Le plaisir gustatif est l’un des derniers qui nous restent à la fin de notre vie. Les soins palliatifs n’ont pas pour but de prolonger la vie, mais bien de rendre la fin la plus humaine possible. C’est l’occasion de passer du temps avec ses proches, de célébrer la vie et de prolonger le plaisir.
— Bernard Lapointe
Composer avec le déclin de l’appétit
L’appétit des personnes en fin de vie diminue. Il s’agit néanmoins de quelque chose de naturel. Ce déclin inquiète les proches qui y voient un signe de détérioration. Les repas en soins palliatifs se réduisent généralement à quelques bouchées selon la capacité des patients et des patientes. Cette réalité prend de court les familles qui sentent la fin approcher. Elles vont parfois demander de privilégier des aliments santé ou encore de nourrir davantage la personne.
« Quand les familles expriment ça, elles expriment leur amour pour leur proche. Il faut prendre ça positif. Malheureusement, on est à une période de la vie où on va vivre cette perte-là. Il nous reste seulement quelque temps… Comment peut-on faire pour que le repas soit une source de plaisir et de socialisation? »

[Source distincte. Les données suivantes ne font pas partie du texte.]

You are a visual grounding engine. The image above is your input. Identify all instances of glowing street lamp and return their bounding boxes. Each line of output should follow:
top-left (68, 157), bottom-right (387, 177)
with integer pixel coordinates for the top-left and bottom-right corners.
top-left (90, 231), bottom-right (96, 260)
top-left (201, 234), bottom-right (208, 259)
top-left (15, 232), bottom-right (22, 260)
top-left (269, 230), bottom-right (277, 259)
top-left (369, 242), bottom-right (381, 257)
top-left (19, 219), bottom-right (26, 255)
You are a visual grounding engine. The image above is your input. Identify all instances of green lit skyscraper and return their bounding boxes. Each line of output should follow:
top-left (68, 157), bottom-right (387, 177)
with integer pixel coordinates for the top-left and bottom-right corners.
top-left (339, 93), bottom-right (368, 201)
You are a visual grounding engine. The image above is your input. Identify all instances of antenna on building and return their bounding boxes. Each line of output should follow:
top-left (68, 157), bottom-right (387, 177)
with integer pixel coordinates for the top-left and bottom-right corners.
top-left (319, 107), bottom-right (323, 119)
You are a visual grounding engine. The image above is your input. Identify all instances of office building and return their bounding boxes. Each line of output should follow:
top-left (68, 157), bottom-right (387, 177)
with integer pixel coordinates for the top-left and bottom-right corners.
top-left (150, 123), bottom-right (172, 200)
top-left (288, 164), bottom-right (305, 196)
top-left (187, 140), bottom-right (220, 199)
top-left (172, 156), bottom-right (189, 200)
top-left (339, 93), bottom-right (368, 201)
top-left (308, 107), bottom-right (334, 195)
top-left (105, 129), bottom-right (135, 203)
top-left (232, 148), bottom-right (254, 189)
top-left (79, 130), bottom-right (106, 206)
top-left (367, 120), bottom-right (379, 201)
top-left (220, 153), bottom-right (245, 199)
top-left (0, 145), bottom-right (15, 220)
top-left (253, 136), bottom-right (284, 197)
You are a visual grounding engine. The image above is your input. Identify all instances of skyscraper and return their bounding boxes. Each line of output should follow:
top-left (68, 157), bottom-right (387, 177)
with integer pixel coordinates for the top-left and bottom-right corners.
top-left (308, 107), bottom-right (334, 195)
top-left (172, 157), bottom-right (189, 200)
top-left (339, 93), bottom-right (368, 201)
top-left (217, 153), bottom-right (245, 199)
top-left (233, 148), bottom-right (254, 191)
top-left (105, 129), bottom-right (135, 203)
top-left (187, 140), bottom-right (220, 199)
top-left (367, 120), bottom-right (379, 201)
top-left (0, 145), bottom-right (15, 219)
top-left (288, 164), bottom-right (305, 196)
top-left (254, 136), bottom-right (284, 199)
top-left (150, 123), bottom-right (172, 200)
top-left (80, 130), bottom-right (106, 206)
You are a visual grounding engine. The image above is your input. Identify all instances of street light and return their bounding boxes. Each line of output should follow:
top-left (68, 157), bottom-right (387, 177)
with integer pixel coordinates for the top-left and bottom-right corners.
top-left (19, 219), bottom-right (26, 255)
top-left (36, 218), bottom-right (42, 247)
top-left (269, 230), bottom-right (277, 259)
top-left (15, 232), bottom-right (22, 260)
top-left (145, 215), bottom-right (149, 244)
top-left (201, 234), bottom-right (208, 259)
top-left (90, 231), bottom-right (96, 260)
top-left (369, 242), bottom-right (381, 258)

Les décisions à ce sujet sont encadrées par l’équipe de soins palliatifs de concert avec les patients et patientes ainsi que leurs proches. Le Dr Lapointe note que l’alimentation forcée, par exemple par voie intraveineuse et par tube de gavage, n’améliore pas les symptômes dont les gens peuvent souffrir et ne prolonge pas non plus leur vie. Le projet de l’ITHQ vise également à fournir des pistes de solution aux familles afin qu’elles puissent servir des aliments adaptés aux personnes en fin de vie. Notre rôle, aussi petit et furtif soit-il, c’est de préserver un lien. Dans cette période de grande détresse, si une bouchée peut raviver une étincelle de bonheur ou un souvenir rattaché à un plaisir d’autrefois, il faut le faire
, explique le sociologue Alain Girard.
Je me souviens qu’on a déjà créé une écume d’une bouillabaisse pour un patient qui en était fervent dans l’établissement de soins palliatifs La Maison, en France. Les quelques gouttes déposées dans sa bouche ont eu l’effet d’une bombe de bonheur pour lui.